2. Curly-Leaf Parsley
Curly-leaf parsley’s flavor varies depending on the plant, growth environment, and age. It has a more ruffled appearance than flat parsley. It can be grown as a decorative border plant along a sidewalk, in front of your food garden, or in containers.
This parsley is simple to grow and thrives with proper maintenance. When planted in containers, curly-leaf parsley requires watering at least every other day during hot, dry conditions. Although trimming is not required, regular harvesting keeps plants vigorous, compact, and healthy.
3. Japanese parsley
Japanese parsley is a unique herb frequently used in Chinese and Japanese cuisine. Because heat tends to bring out its bitterness, it is typically added raw to soups, salads, and stir-fries. The large and tender trefoil leaves add a subtle flavor to dishes.
In mild climates, the plant thrives as a hardy perennial with a low growing habit.
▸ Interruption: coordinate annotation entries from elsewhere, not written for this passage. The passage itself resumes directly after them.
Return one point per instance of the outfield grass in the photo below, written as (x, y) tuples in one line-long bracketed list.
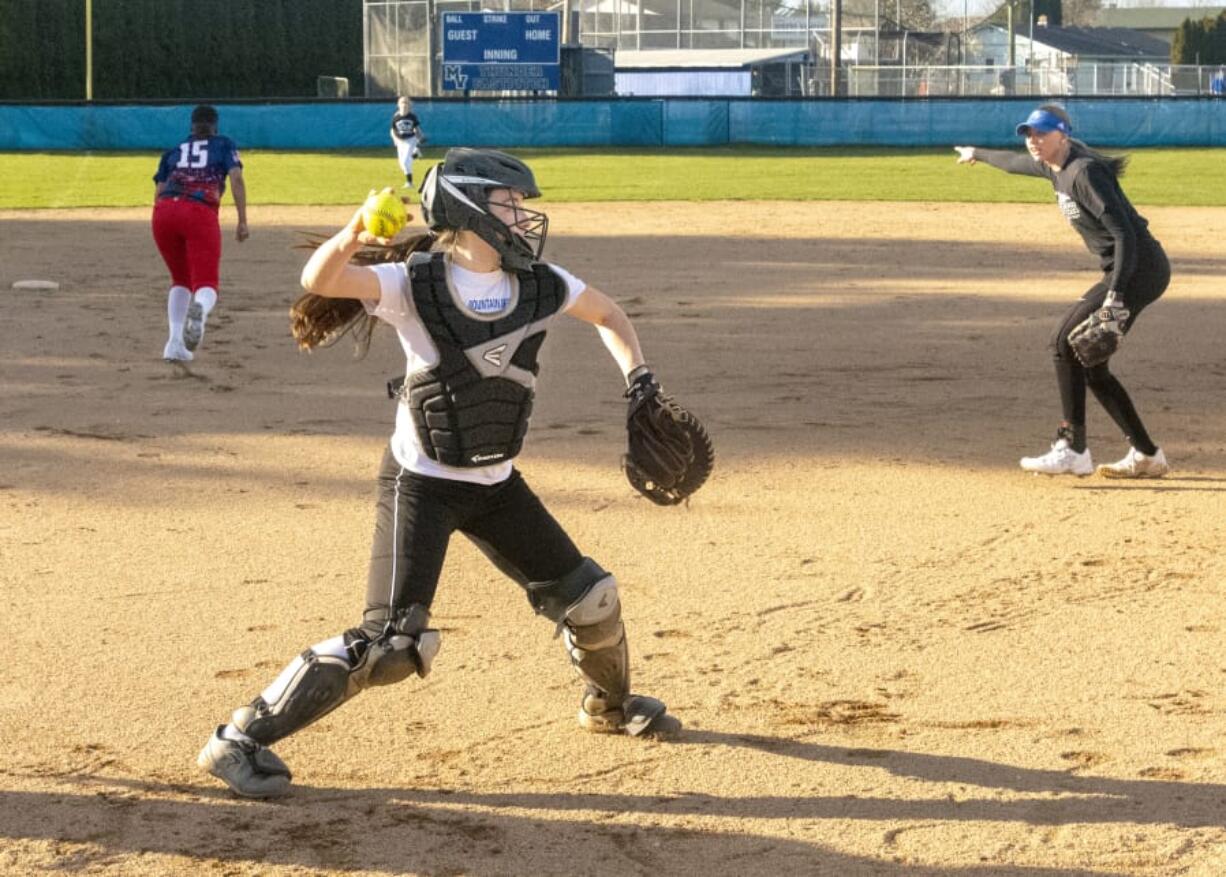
[(115, 179)]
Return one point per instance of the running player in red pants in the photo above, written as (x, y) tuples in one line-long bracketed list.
[(190, 183)]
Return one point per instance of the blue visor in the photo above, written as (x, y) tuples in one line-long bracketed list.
[(1043, 122)]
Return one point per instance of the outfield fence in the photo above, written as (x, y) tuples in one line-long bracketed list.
[(616, 123), (1085, 80)]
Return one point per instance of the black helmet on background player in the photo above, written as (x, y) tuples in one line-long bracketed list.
[(455, 194)]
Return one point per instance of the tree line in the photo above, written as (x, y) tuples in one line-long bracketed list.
[(195, 49), (1200, 42)]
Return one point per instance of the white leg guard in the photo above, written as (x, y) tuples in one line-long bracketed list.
[(586, 606), (331, 672)]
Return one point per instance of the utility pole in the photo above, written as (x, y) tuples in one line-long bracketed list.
[(1013, 44), (88, 49), (835, 44)]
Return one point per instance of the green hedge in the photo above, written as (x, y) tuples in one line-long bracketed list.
[(148, 49), (1200, 42)]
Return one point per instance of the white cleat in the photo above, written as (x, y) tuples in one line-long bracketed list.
[(1137, 465), (194, 326), (175, 352), (1059, 460)]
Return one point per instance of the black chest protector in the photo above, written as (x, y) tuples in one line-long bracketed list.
[(472, 409)]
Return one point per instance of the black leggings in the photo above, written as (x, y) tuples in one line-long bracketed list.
[(416, 517), (1146, 286)]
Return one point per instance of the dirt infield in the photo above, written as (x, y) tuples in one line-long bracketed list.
[(895, 653)]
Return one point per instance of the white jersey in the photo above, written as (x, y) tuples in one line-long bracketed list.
[(481, 294)]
The shrub blooms with pale pink flowers in the middle of summer, and its heart-shaped, ruffled leaves sprout from purple and bronze stalks. Japanese parsley can be grown in USDA zones 4 to 7 in a moist, shaded, well-drained location, preferably beneath trees.
Japanese parsley dies in the winter but self-seeds, so another crop should emerge in the spring. Some people believe Japanese parsley is invasive, so it is recommended that you trim them before they set seed if you want more control over where they grow.
4. Hamburg Parsley
Hamburg parsley, often known as root parsley, is a type of garden parsley with tuberous roots. It is a Mediterranean native cultivated for many years as a culinary herb. This biennial plant in the Apiaceae family is related to many other popular herbs and vegetables, including dill, fennel, parsnip, and carrot.
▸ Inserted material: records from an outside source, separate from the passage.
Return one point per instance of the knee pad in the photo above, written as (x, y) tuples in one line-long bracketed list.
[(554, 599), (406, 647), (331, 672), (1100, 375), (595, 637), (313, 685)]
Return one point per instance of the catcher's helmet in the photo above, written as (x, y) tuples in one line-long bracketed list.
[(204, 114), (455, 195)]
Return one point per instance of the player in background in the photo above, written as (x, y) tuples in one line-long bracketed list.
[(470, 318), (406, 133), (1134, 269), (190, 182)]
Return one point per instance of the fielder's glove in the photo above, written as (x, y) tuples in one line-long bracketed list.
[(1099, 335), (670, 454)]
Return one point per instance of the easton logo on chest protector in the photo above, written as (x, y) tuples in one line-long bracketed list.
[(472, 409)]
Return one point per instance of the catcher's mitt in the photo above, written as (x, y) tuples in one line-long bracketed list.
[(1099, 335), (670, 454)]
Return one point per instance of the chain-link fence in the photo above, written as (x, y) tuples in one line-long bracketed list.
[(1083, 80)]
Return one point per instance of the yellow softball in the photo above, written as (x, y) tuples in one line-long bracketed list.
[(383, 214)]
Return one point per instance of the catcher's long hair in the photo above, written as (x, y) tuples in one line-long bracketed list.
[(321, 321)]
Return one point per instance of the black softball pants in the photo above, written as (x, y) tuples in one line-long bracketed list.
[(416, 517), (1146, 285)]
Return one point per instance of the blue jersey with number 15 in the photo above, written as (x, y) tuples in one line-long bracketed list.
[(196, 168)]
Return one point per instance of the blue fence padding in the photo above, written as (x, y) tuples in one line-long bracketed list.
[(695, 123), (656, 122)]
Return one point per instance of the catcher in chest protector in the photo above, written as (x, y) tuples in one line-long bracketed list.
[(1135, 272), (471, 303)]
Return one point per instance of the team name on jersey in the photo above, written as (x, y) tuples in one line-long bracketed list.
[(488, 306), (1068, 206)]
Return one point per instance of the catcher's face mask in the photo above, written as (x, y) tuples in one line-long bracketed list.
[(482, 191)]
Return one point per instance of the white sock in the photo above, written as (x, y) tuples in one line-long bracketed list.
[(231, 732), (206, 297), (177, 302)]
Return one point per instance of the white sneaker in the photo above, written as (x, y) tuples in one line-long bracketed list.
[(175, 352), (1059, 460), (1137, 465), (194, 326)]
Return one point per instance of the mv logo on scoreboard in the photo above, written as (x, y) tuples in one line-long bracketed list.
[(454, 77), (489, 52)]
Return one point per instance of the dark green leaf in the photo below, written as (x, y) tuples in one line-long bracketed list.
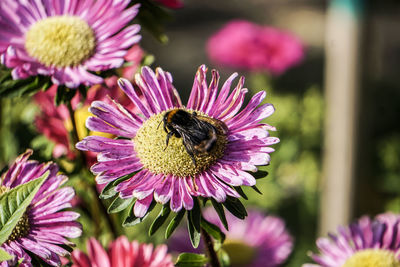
[(221, 213), (212, 230), (193, 233), (4, 256), (161, 218), (64, 94), (235, 207), (119, 204), (191, 260), (14, 203), (240, 191), (21, 87), (256, 189), (132, 220), (260, 174), (174, 223)]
The plant forms a rosette of leaves with long petioles in its first year. The leaves are pinnately complex and feature three-toothed leaflets. In its second year, it blooms with tiny, star-shaped flowers that range in color from yellow to yellow-green.
The large, white taproots of Hamburg parsley are the real treat, but the leaves can be picked and eaten fresh or cooked just like regular parsley. When eaten fresh, the roots taste like carrots, but the flavor resembles mild to strong parsley. The strong taste softens and becomes sweeter when the roots are roasted or added to soups or stews.